Matrix geometric optics
- In geometric optics, you can find many places where matrices are needed. Geometric optics is an approximation theory that ignores the fluctuation of light waves. The model of this theory treats light as geometric rays. With paraxial approximation, if the angle between the light and the optical axis is small, the effect of the lens or reflective element on the light can be expressed as the product of a 2 × 2 matrix and a vector. The two components of this vector are the geometric properties of the ray (the slope of the ray, the vertical distance between the ray and the optical axis in the principal plane).
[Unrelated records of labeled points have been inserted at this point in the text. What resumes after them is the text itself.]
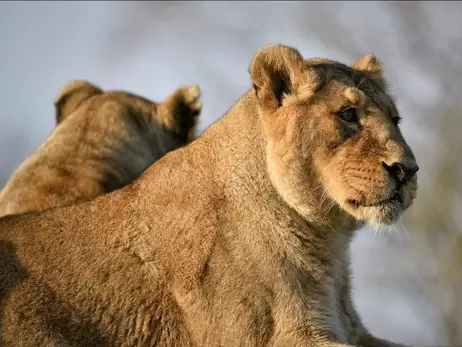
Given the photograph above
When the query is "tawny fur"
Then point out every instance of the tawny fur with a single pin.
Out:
(240, 238)
(102, 142)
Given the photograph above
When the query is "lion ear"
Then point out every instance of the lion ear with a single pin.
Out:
(372, 67)
(276, 71)
(71, 96)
This matrix is called the ray transfer matrix, and the internal elements encode the properties of the optical element. For refraction, this matrix is subdivided into two types: "refraction matrix" and "translation matrix". The refraction matrix describes the refraction behavior of light when it encounters a lens. The translation matrix describes the translational behavior of light rays traveling from one principal plane to another.
- An optical system composed of a series of lenses or reflective elements can be simply described by its corresponding matrix combination [32] .
Matrix electronics
- In electronics, traditional mesh analysis or node analysis yields a system of linear equations, which can be represented and calculated in a matrix.